Over nearly two decades building technology for diagnostics and treatment, I’ve seen how tools either liberate clinicians to focus on care or trap them in paperwork. Value-based kidney care is one place where the model, the team, and the tech finally pull in the same direction. In this conversation, we dig into how a practice reframed purpose coming out of the pandemic, stood up physician-led pathways, embedded renal care coordinators, adopted a nephrology-specific EHR, participated in CMS’s Kidney Care Choices model, and shifted culture so plans were executed between visits. We also explore financing the transition, easing physician burden, and what parts of nephrology’s playbook other specialties can adapt without losing their own identity.
You practiced nephrology in eastern North Carolina for nearly 25 years—what moments first signaled that fee-for-service was eroding your purpose, and how did missed meds, transportation gaps, or confusion about plans show up in clinic? Share one patient story and the downstream clinical and cost impacts.
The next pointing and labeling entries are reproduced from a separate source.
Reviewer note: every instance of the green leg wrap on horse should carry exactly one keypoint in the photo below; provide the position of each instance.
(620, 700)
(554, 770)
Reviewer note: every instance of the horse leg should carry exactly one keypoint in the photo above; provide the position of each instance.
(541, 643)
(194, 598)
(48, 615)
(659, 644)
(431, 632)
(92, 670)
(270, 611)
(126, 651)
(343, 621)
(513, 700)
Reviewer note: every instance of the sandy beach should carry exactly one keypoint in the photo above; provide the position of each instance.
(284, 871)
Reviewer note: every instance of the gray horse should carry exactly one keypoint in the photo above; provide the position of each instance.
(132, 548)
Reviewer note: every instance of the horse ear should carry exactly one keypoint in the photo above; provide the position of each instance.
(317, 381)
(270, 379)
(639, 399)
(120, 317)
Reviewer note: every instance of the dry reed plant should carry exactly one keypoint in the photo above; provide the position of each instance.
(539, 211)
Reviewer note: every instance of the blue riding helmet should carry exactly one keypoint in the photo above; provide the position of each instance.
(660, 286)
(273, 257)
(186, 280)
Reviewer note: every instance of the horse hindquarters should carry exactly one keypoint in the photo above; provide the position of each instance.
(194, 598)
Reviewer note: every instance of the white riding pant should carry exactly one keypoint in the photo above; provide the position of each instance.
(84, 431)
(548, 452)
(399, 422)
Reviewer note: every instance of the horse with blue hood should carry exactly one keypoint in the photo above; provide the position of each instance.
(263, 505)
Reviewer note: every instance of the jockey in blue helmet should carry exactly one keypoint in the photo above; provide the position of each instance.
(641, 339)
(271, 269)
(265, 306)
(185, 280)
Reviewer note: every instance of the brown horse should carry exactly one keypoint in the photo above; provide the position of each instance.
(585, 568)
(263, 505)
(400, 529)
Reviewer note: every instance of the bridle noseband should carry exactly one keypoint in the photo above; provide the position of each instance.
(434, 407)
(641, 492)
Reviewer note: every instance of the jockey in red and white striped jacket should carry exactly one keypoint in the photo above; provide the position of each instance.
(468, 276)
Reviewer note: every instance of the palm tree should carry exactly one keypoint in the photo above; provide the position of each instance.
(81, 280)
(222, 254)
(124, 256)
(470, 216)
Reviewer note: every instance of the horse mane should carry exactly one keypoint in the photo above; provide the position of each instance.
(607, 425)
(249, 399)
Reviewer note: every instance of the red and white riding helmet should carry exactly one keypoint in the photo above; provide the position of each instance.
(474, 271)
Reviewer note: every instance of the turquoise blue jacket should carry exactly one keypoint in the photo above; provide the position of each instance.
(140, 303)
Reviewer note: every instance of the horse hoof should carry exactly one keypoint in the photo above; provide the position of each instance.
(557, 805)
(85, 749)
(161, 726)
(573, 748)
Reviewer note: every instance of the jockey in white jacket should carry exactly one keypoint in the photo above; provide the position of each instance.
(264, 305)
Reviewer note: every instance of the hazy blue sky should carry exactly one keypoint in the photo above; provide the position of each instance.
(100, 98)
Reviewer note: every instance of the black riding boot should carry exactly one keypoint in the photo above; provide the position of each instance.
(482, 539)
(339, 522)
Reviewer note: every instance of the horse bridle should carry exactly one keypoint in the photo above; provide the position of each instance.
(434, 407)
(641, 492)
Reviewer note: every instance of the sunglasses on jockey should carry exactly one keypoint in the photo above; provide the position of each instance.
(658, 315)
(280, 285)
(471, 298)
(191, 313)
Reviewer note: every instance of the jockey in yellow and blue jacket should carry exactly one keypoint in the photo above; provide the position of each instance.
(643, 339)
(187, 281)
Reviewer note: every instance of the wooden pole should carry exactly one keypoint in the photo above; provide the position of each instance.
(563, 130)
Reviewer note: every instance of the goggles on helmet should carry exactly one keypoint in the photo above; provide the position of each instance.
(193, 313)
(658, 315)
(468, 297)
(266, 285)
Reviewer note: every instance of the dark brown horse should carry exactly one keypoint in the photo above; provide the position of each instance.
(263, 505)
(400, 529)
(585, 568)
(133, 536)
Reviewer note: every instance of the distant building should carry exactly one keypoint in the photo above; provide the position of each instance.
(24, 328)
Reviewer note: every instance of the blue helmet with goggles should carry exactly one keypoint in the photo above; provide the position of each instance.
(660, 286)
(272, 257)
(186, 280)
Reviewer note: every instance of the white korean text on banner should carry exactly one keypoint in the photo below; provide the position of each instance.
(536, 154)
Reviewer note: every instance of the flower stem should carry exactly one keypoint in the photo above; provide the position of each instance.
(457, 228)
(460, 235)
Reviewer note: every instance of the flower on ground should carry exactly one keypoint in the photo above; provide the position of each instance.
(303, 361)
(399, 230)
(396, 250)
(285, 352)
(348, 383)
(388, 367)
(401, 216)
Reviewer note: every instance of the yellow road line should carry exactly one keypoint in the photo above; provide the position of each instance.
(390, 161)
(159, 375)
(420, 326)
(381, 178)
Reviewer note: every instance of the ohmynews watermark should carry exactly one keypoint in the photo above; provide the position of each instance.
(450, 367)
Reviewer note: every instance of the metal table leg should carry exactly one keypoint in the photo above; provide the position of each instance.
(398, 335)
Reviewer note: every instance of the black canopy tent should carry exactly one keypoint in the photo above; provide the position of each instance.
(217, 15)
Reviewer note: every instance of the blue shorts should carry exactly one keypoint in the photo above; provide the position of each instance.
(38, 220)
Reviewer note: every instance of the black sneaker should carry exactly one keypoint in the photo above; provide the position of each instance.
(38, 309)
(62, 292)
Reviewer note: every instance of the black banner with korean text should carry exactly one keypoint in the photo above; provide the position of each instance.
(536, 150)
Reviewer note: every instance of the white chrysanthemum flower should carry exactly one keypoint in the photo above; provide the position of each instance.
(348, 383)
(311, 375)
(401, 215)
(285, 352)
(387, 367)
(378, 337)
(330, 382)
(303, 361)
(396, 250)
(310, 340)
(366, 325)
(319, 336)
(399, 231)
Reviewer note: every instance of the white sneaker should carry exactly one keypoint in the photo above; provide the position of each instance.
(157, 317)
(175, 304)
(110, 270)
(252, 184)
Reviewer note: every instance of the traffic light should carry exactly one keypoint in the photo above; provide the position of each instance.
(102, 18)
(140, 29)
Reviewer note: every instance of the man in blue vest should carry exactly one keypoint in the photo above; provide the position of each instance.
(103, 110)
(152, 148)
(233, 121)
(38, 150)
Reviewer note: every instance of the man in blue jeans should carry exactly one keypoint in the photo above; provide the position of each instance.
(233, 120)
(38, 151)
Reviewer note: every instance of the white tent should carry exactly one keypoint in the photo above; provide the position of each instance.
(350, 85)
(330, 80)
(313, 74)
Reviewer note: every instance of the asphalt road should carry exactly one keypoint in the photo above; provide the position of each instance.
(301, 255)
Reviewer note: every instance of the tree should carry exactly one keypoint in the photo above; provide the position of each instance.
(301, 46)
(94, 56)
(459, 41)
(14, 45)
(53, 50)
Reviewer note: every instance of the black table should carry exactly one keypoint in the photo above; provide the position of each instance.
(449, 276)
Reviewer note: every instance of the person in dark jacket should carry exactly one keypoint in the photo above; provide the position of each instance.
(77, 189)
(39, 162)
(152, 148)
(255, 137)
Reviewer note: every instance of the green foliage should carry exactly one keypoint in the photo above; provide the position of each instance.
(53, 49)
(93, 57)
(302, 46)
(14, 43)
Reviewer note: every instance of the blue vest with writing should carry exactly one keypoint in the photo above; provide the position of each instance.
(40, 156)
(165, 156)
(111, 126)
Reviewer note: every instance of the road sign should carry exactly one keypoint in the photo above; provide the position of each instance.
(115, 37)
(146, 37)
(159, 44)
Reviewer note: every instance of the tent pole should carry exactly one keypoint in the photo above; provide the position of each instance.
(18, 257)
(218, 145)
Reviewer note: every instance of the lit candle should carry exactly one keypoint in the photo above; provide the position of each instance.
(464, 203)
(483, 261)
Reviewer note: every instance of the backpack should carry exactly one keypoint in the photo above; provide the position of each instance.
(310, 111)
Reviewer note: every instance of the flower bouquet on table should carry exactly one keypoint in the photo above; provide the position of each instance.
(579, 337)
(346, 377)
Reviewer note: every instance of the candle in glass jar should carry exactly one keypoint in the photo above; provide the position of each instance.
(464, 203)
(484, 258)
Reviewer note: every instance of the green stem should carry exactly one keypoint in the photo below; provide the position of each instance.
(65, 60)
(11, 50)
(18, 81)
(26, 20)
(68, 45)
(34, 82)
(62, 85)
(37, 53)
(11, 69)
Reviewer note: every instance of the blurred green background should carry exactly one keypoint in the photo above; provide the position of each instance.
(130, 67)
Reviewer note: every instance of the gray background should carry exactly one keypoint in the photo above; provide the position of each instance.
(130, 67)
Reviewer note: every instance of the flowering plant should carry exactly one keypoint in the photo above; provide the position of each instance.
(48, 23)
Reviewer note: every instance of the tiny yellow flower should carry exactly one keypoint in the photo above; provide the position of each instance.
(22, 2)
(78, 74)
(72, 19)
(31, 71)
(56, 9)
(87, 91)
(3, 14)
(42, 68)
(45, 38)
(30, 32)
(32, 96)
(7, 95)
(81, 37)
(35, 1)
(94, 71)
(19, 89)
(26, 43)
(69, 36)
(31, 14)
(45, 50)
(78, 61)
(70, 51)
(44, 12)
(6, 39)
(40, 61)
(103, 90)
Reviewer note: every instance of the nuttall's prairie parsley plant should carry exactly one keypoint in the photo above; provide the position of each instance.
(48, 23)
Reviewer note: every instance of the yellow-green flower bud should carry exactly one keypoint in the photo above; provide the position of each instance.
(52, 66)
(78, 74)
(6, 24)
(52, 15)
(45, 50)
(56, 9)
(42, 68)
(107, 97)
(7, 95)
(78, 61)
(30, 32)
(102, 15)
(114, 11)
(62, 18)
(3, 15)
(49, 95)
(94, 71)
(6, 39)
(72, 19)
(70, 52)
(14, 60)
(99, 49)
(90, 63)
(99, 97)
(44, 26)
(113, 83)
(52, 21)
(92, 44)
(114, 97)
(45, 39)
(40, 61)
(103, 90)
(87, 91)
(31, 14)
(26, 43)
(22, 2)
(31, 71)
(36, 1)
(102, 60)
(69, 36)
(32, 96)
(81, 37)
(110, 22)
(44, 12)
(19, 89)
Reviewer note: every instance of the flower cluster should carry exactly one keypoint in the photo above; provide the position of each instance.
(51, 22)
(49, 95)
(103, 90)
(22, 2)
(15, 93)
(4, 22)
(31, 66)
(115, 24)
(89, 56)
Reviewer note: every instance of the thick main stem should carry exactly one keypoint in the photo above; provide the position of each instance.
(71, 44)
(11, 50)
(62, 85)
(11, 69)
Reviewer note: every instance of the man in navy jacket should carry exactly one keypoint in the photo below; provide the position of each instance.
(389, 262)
The warning lights started blinking when ten-minute check-ins replaced real conversations, and the problems we could fix only surfaced after they spiraled. I remember a patient from rural North Carolina who missed two doses of new blood pressure meds because his ride fell through and he didn’t grasp the change in his pill color—by the time he reached clinic, swelling and fatigue had worsened. In a fee-for-service world, nothing funded a phone call to catch that early wobble, and the cascade was predictable: an avoidable trip to the ER, a short admission, and a dent in trust that made our next visit harder. The human cost—fear, confusion, and a family scrambling for transportation—was what stayed with me, and it’s exactly what value-based care is designed to interrupt.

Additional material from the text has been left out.